Ospedali di Penne e Popoli, torna l’Urologia

20 Febbraio 2022

L e nuove unità operative attivate dalla Asl, serviranno per ridurre il lavoro al presidio di Pescara

PENNE. Una buona notizia per la sanità vestina. Una struttura operativa semplice di Urologia è stata attivata dalla Asl di Pescara negli ospedali di Penne e Popoli. La scelta è stata presa tenendo in considerazione diversi aspetti: a partire dall’innalzamento dell’età media della popolazione, nonché della carenza di personale medico da dislocare in via continuativa presso le strutture periferiche.
L'istituzione dell'Urologia a Penne e Popoli, inoltre, eviterà che sia il paziente, soprattutto proveniente dalle aree interne della provincia di Pescara, a doversi spostare per ricevere i servizi di diagnosi e cura. Altro aspetto non assolutamente secondario è che l’attivazione di interventi chirurgici di urologia nei presidi ospedalieri di Penne e Popoli, migliorerà la lista di attesa degli interventi chirurgici della unità operativa complessa di Urologia di Pescara, che attualmente supera il numero degli ottocento pazienti, con un’attesa media che, per il trattamento della patologia oncologica in alcuni casi supera i trenta giorni, mentre per la patologia benigna supera costantemente i ventiquattro mesi.
«Torna dopo diversi anni l'Urologia a Penne», ha commentato il segretario Fials Gabriele Pasqualone. «Da marzo inizieranno interventi di chirurgia urologica al San Massimo». «Con il dialogo e con proposte sensate si portano a casa risultati importanti per la comunità vestina», conclude Pasqualone.
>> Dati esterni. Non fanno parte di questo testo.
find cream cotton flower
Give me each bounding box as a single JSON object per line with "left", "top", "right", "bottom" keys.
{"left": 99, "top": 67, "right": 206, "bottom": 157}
Il direttore generale della Asl di Pescara Vincenzo Ciamponi ha, inoltre, stabilito che le prestazioni sanitarie sulla disciplina di Urologia saranno garantite presso le sedi di Penne e Popoli mediante mobilità dell’équipe specialistica, di volta in volta assegnata alla «uos Patologia urologica nei presidi ospedalieri di Penne e Popoli». Il direttore medico della uoc Urologia di Pescara assumerà ad interim le funzioni di responsabile a Penne e Popoli. (f.bel.)